Born and raised with a Bostonian’s pride, I’m a dedicated, single mother raising my daughter to be a power house. She is always watching me and for that, I’m compelled to show her that if she wants to see a change, she needs to be the change.
My vision for Building a Better Boston addresses the challenges facing working families across our city – schools, development, housing affordability, mental health, substance abuse, our local economy and small businesses, and public safety. I am focused on the issues that touch every resident, every day.
Change needs to happen in our schools. We need to provide support for our public school families, post-covid, getting back to normalcy. There needs to be tutoring readily available to all students who’ve fallen behind… maybe extending the school year if need be.
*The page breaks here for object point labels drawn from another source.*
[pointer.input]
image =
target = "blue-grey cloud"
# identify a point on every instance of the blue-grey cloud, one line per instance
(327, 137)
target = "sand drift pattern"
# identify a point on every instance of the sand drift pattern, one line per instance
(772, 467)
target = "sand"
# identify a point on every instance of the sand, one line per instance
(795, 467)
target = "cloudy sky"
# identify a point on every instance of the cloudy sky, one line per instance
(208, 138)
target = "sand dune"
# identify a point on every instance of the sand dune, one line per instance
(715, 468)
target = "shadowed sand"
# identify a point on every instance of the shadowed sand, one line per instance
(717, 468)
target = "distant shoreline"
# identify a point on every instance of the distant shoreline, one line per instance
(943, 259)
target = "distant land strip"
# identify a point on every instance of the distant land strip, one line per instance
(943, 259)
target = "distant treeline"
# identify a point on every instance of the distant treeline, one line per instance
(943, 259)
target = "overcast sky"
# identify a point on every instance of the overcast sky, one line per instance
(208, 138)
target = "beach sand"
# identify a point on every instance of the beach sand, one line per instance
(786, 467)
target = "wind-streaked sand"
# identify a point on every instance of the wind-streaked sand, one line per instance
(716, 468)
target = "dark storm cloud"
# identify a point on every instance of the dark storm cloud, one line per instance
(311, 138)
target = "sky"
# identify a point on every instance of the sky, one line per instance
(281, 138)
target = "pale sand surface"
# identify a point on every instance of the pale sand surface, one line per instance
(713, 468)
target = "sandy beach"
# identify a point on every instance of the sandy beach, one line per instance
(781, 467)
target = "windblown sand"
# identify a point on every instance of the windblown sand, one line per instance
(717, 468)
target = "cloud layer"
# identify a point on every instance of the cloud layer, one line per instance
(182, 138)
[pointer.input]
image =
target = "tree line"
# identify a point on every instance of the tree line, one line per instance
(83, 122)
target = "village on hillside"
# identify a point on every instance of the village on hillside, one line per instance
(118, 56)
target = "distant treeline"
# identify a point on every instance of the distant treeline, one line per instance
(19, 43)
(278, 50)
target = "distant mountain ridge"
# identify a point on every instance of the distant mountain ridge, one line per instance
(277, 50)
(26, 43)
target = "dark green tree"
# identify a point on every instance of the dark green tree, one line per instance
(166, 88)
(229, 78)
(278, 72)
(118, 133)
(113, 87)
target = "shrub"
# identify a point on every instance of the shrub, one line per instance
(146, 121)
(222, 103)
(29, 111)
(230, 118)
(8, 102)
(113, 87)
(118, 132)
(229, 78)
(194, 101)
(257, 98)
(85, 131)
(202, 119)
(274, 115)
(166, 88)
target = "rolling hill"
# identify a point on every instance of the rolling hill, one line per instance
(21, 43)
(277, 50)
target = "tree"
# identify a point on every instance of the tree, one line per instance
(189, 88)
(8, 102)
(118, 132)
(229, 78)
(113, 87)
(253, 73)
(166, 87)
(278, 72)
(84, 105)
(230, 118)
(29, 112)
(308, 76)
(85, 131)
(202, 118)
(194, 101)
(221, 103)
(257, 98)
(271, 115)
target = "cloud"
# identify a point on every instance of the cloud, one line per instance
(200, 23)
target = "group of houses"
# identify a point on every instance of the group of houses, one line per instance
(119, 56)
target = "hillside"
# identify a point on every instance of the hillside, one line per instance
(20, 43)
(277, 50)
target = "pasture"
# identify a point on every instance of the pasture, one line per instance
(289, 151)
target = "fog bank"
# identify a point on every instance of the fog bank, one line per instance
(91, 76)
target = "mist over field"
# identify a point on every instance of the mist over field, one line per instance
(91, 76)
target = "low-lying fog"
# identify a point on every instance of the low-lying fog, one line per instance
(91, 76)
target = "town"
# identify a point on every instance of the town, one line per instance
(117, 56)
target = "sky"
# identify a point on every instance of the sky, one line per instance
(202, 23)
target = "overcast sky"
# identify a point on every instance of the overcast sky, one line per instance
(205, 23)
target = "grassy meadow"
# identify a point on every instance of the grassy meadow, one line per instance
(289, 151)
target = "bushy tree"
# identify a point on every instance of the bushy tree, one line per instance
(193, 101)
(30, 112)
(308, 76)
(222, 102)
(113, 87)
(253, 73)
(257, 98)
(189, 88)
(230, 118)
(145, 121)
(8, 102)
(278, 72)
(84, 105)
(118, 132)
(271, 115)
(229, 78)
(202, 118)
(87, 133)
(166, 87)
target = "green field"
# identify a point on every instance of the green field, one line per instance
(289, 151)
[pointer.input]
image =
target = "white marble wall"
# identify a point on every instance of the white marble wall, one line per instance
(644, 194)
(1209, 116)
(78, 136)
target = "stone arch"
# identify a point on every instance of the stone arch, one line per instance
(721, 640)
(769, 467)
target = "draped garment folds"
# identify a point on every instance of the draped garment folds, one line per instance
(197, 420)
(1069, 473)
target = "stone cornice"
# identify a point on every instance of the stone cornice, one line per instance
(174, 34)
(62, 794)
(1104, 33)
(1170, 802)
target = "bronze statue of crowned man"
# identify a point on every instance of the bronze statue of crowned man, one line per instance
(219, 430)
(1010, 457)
We need to address the social inequality that exists within our school system: why isn’t every student getting the same curriculum and how do we evaluate our public school system to raise the bar so that all children can be at exam school level? We need to bring vocational programs back into the BPS system. Not every student will go to college, and that’s ok. Vocational programs offer our children a skilled trade and the opportunity to earn a sustainable living wage, allowing them to stay in the city of Boston, to someday raise their own families in the city we love.
Change needs to happen for our neighborhoods. I believe in responsible redevelopment. Families are being pushed out due to the astronomical rents and home prices. How can we keep families that have been in the city for generations in their homes? Historical buildings are being demolished and replaced by new substandard developments that don’t fit into the fabric of our neighborhoods. Parking continues to be an unsolvable issue for too many. The people of Boston would much rather see a 3-story parking garage go up than more empty “luxury” condos.
Part of responsible redevelopment addresses the impact of climate change and rising sea levels. The environmental effects of overdevelopment in the seaport area have resulted in seriously flooding that will eventually result in long term damage. Responsible development also means ensuring the highest standards of employment and safety. The current projects are going up overnight it seems, by non-union companies. They often bring their employees with them from outside the city – not providing local jobs for local people. Our unions provide skilled, trained, reliable, local workers and ensure the safety of those workers.